= James Edward Fitzgerald (bishop) =

James Edward Fitzgerald (December 30, 1938 - September 11, 2003) was an American Roman Catholic cleric who served as the Bishop of Joliet in Joliet, Illinois.

James Edward Fitzgerald Jr. was born on December 30, 1938, in Chicago to James E. and Winifred (Wade) Fitzgerald. He attended Our Lady of Peace School and St. Philip Neri School in Chicago, St. Michael School in Wheaton, and Marmion Military Academy in Aurora. He received a S.T.B. from Conception Seminary in Missouri and a M.Ed. in administration from DePaul University in Chicago.

Following ordination to the priesthood by Bishop Cletus O’Donnell at the Cathedral of St. Raymond Nonnatus in Joliet on May 23, 1964, Fitzgerald served at Sacred Heart Parish in Lombard and at Visitation Parish in Elmhurst as an assistant pastor. He became dean of students at St. Charles Borromeo Seminary in Romeoville in 1972 and then its rector in 1975. Fitzgerald was assigned as chaplain at the Cenacle Retreat House in Warrenville and then served as pastor of St. Rose Parish in Wilmington, St. Joseph Parish in Downers Grove and St. Mary Parish in Mokena.

On January 11, 2002, Pope John Paul II appointed Fitzgerald titular bishop of Walla Walla, Washington, and auxiliary bishop of the Diocese of Joliet. He was ordained a bishop on March 19, 2002, at the Cathedral of St. Raymond Nonnatus in Joliet by Bishop Joseph L. Imesch, with Bishop Roger Kaffer and Bishop Daniel Ryan serving as the principal co-consecrators.
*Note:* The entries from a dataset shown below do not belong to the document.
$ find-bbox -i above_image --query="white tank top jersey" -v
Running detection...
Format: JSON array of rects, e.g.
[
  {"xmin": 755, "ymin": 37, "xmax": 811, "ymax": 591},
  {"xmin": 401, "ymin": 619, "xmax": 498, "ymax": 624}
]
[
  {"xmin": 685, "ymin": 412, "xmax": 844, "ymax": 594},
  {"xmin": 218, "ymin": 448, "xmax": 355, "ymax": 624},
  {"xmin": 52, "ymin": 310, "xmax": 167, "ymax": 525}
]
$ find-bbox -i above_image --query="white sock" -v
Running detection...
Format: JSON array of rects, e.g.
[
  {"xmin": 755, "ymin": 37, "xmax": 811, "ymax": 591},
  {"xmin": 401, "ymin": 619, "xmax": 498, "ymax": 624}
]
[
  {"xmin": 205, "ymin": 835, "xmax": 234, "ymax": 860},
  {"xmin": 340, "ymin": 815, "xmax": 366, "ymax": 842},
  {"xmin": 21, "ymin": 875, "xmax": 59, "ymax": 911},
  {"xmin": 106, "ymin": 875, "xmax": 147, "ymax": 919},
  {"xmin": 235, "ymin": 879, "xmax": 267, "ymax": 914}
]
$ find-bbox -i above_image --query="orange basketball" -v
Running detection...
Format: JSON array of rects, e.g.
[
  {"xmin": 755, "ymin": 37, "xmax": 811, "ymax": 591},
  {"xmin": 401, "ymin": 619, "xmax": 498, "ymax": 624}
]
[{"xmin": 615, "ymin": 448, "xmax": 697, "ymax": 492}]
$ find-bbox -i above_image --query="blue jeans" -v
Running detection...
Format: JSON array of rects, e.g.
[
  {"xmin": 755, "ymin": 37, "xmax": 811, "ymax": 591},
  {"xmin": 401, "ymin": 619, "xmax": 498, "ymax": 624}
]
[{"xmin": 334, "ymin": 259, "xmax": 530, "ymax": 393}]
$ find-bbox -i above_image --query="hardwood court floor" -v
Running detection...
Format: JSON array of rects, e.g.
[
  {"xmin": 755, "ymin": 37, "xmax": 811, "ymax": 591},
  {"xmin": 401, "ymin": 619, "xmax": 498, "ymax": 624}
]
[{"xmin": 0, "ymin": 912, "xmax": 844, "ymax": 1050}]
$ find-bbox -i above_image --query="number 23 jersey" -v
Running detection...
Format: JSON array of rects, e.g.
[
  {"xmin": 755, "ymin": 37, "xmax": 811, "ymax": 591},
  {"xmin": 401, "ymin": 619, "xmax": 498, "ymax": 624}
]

Ten months later, Fitzgerald was diagnosed with a degenerative neurological disease. The Pope accepted his resignation as auxiliary bishop on June 5, 2003;

Fitzgerald died in his home on September 11, 2003. The Mass of Christian burial was offered on September 16, 2003, at the Cathedral of St. Raymond Nonnatus, and interment took place in the mausoleum in Resurrection Cemetery in Romeoville, Illinois.